La cattedrale ha sempre superato i secoli fondendo la tutela del passato con la continua evoluzione delle tecniche. In Duomo "salvaguardia" fa quindi rima con "avanguardia", nonostante questa sia talvolta per la Veneranda Fabbrica e i suoi uomini una sfida enorme dal punto di vista economico e gestionale

di Carolina Lucaccioni
architetto

Lungo i sei secoli che il Duomo ha attraversato, superando le vicissitudini del tempo, dell’uomo e della storia, i lavori di manutenzione intrapresi sulla grande Cattedrale non possono essere ricondotti, per la loro molteplicità, a singole iniziative, ma sono da considerarsi come parte di una vasta attività che caratterizza il volgere degli anni nei quali si sviluppano. In un’epoca quale quella contemporanea, essere un tecnico impegnato nella manutenzione del Duomo rappresenta una sfida che non solo si confronta con una complessità architettonica, ma impone una visione più ampia.

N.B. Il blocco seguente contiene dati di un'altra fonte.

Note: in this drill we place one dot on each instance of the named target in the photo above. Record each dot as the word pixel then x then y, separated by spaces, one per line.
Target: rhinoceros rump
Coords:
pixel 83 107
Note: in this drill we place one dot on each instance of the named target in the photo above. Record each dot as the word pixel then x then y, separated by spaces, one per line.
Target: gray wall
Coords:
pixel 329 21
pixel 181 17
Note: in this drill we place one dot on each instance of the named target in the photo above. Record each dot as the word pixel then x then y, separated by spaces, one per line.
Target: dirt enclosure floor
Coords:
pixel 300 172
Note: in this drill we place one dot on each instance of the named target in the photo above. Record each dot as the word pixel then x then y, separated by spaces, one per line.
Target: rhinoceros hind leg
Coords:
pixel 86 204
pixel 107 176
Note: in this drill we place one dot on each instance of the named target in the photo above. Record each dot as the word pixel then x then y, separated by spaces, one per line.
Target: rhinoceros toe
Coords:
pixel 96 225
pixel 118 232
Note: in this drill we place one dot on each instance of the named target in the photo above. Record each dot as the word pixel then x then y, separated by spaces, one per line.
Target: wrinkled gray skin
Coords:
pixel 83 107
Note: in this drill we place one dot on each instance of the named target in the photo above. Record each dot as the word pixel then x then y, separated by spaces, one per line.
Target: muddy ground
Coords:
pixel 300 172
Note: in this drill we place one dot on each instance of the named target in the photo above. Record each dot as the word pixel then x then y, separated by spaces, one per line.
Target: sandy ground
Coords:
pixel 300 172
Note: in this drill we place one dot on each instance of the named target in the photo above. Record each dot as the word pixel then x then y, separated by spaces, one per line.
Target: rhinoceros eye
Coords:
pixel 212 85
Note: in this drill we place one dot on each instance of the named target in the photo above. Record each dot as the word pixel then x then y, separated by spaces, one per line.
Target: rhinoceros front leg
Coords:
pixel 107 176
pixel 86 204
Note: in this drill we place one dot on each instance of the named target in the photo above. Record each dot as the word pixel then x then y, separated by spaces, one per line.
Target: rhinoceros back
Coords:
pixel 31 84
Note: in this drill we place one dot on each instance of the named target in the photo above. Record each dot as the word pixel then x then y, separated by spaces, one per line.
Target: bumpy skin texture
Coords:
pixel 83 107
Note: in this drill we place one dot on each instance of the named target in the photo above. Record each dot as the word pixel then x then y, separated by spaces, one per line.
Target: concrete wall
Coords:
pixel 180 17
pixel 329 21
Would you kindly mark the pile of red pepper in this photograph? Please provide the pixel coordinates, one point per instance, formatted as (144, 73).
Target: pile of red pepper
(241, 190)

Misurandosi quotidianamente con il Monumento, questa sfida diventa facilmente comprensibile: il Duomo ha sempre superato i secoli fondendo la tutela del suo passato con la continua avanguardia delle tecniche. In questa fusione si racchiude il senso di un edificio che rimane sempre contemporaneo a se stesso, esattamente come deve essere un tecnico oggi, aggiornandosi e adattandosi allo sviluppo tecnologico che il progresso impone, senza tuttavia dimenticare le nozioni e le tradizioni apprese dai maestri del passato.
In Duomo, quindi, salvaguardia fa rima con avanguardia, nonostante questa sia talvolta per la Veneranda Fabbrica e i suoi uomini una sfida enorme dal punto di vista economico e gestionale.
Tra i cantieri attualmente avviati, ve ne sono alcuni che, nei prossimi mesi, diventeranno importanti casi di studio per tecnici e ricercatori in Italia e all’estero, poiché rappresentano al meglio la sintesi tra la ricerca tecnologica e la volontà di protezione, che accompagnano oggi tutti gli interventi sul Monumento. Ad esempio, nel segno dell’importante accordo di collaborazione sottoscritto nel 2015, il Politecnico di Milano sta proseguendo gli studi sugli effetti dell’intensa sollecitazione dinamica indotta sulle vetrate dalle manifestazioni in Piazza del Duomo, che da sempre hanno preoccupato la Fabbrica. Si sta definendo la correlazione fra pressione sonora e risposta dei materiali, utilizzando provini di vetro recuperati tra i reperti delle vetrate ottocentesche conservate presso il Cantiere del Duomo.
La Fabbrica sta dunque studiando con attenzione tale fenomeno, seguito con interesse anche dalle altre cattedrali europee, investendo significative risorse. Lo scopo è quello di chiarire definitivamente se lo svolgersi di grandi eventi in piazza costituisca una possibile minaccia per il Monumento, al fine di richiedere eventualmente una limitazione di questi ultimi e il trasferimento in luoghi più idonei. Anche il rifacimento globale dell’impianto elettrico in corso rappresenta un esempio di come la tecnologia più avanzata possa sposarsi con il Duomo. L’impianto rinnova completamente lo “scheletro” dell’edificio, riduce le dispersioni e si attesta su cavi di fattura modernissima, che consentono di ottimizzare le linee di stesura e l’estetica delle zone a vista, adattandosi perfettamente a qualsiasi modanatura del marmo e rispondendo a molte delle caratteristiche domotiche presenti nelle strutture di nuova costruzione. Infine, il nuovo impianto di sicurezza rappresenta un cantiere che sintetizza salvaguardia e avanguardia, impiegando telecamere e sensori di ultima generazione per riconoscere eventuali allarmi e proteggere ancor meglio la Cattedrale, cui ogni giorno accedono migliaia di fedeli e visitatori. Il Duomo rimane così «un simbolo dai significati molteplici: una convergenza visibile di spirito e di spazi, di fede e di “arte”, di semplicità e di cultura […], di novità e di storia» (Inos Biffi), protetto e tutelato dall’instancabile attività della Veneranda Fabbrica.